When can 'the' be used before a name?
That is just an example. I have noticed that people here don't bother to vote much. Can something be done about it?
Now I don't know which one of those is a correct or more correct answer.
When can 'the' be used before a name?
That is just an example. I have noticed that people here don't bother to vote much. Can something be done about it?
Now I don't know which one of those is a correct or more correct answer.
Two factors which might contribute to fewer votes per question here:
Take a quick browse through our questions and you'll see that a very large proportion of our users have great difficulty framing their own questions. It's not unreasonable to suppose they may have similar difficulty reading and understanding the questions of others; and even those who do read questions may feel considerable diffidence about expressing an opinion of their value.
I glanced at the stats for the sites you're active on, Seasoned Advice, Photography and Parenting.† They all have usercounts (26k, 24k, 11k) comparable to ELL's 15k, but many fewer questions per day (6.6, 7.4, 2.7 against ELL's 30). Each day there are 3500 to 4000 users for each new question on those sites, where here there are only about 500 users for each new question. The numbers are similar when you consider only fairly high-rep users, the ones who do most of the work, including the voting. There are 30-40 users with rep>1000 for each question on the other sites; here there are only 6.
Our attention has been spread a lot thinner these days; I imagine I spend more time on the site than most, and it's been months since I was able to look closely at as many as half the questions.
†The other site you frequent, SO, operates on such a vastly different scale I'm not sure how to treat it.
I have always maintained that most regular users are dying to upvote a really good question – if they could only find one.
I often plead, I often urge: "Please, provide context. Please, provide details. Explain why you're asking the question. Show us your references."
I did some investigating into some of your questions, to see what I could find.
One of the first ones I looked at was this question. It took me a minute to even figure out what the question was, because you've put the question in the title. All told, it's overly brief. It's cryptic. Before I can even start thinking of an answer, I have to figure out what your question is.
It's a fairly interesting question, but, in its current format, I can't bring myself to upvote it.

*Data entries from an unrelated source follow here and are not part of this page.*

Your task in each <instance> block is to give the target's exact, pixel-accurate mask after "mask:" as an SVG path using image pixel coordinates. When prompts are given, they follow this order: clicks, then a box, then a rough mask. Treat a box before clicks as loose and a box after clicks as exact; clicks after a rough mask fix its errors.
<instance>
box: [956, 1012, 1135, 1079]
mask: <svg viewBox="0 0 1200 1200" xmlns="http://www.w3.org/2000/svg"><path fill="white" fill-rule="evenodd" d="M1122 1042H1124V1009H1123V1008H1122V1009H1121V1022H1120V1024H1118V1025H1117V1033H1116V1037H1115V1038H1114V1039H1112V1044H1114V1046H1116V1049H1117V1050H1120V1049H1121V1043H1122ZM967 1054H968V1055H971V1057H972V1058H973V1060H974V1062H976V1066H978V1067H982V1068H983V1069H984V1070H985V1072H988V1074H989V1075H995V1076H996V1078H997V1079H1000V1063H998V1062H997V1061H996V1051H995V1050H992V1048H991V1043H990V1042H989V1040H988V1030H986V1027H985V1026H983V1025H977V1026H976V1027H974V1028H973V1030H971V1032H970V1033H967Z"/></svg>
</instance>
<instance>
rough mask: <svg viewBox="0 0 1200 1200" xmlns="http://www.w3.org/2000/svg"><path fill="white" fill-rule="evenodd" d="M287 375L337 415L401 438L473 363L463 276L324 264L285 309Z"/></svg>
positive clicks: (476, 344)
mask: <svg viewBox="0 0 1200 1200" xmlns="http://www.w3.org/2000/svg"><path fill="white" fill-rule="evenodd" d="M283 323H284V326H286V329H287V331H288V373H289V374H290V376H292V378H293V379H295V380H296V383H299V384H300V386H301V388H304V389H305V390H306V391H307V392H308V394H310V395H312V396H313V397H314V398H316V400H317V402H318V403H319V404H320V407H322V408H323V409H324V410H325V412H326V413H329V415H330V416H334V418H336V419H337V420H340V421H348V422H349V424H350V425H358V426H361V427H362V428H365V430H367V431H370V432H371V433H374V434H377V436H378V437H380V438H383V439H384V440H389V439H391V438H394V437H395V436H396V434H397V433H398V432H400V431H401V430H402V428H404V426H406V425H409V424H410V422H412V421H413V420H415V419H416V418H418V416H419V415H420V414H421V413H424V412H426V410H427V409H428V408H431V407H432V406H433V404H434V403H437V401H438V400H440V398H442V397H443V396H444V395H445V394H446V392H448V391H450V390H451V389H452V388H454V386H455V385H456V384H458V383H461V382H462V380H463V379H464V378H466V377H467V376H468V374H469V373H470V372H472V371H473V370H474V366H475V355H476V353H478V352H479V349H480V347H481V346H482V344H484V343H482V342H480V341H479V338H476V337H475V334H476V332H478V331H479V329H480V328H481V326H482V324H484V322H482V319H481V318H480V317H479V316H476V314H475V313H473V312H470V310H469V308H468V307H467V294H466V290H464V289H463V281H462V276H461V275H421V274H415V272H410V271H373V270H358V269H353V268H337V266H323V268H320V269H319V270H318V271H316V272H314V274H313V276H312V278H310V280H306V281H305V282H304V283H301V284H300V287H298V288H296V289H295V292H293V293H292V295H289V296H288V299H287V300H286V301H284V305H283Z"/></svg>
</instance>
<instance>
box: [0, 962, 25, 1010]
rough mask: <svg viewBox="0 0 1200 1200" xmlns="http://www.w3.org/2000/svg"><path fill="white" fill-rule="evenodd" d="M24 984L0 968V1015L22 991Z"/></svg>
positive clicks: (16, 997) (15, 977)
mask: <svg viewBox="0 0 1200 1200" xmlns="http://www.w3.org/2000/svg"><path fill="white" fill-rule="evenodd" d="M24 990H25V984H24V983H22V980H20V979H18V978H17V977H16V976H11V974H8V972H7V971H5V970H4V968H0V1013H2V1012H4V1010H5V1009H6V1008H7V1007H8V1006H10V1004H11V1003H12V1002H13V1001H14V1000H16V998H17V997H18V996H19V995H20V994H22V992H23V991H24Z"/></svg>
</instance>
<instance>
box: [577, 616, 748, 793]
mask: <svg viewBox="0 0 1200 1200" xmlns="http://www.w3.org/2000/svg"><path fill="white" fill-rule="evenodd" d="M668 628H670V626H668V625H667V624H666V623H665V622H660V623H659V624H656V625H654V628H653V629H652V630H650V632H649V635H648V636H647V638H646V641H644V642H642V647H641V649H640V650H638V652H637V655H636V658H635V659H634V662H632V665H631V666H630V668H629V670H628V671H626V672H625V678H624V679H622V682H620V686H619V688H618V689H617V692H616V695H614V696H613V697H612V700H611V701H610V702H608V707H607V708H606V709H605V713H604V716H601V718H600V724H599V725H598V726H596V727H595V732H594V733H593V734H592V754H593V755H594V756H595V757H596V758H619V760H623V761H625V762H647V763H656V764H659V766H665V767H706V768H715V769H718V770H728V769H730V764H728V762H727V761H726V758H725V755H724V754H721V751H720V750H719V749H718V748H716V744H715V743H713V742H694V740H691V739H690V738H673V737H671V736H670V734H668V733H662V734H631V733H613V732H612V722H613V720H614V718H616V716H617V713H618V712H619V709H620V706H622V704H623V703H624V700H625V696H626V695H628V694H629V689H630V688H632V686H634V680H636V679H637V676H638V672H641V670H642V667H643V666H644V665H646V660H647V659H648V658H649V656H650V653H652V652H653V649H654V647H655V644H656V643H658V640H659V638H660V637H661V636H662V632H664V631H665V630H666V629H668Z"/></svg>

The question should be clear in the body of the question (not in the title only). I would've formatted the question something like this:
'Stay a long time' vs. 'Stay FOR a long time'
Here is a quote from The Faraway Tree, a series of children's books:
He is going to stay quite a long time.
I want to know, why doesn't this sentence include a "for":
He is going to stay for quite a long time.
Why is for not necessary there? Will it be wrong if I use for there?
I thought your comment here was telling:
@pazzo I thought it would be obvious. I am talking about the in front of faraway tree. That is the name of the tree, isn't it?
No, it's not obvious – and that might be part of the problem.
I will upvote questions (I've done so more than 700 times), but I'm not going to upvote when questions appear sloppy and hastily written, or only provide minimal context.
Bottom line: If you want more of your questions to be upvoted, you should strive to write better questions.
This query of the top upvoted answers shows that there is plenty of voting going on on ELL.
Some possible reasons why answers for certain questions may not get a lot of votes:
I think incorrect answers get voted down pretty quickly, so maybe the community bar for up-voting is just high. I don't think it's a sign of an unhealthy site necessarily.
The question, correctly or incorrectly, has been marked as a duplicate. I am perhaps hesitant to vote on the answers of a duplicate question. I do not even know what happens to duplicate questions. Maybe they disappear after awhile.
If you want a better answer to this particular question, perhaps you could edit it to include links to other questions you have posted so one can easily access them and look at what might be going on voting-wise. The more effort you put into something, the more likely a native speaker will put forth more effort, because they can spend their time actually answering and not doing stuff you yourself can do and provide.
As for "in general," English, as any language, is a complicated affair, and sometimes I personally will not vote on an answer that I don't think does the question justice. That is, if an answer is only "helpful" but does not deal with the subject in a rather comprehensive manner, or at least from a detailed or technical perspective, or if it is only partially true, or if it may fit the one example a user asks about but not a very similar one, I may not upvote it.
I know every answer cannot be a thesis--and I am not necessarily in favor of answers that read like chapters from a book (a la BenKovitz and others, even myself, at times) but some answers are too facile, even if a bit helpful. I guess I look for a happy medium.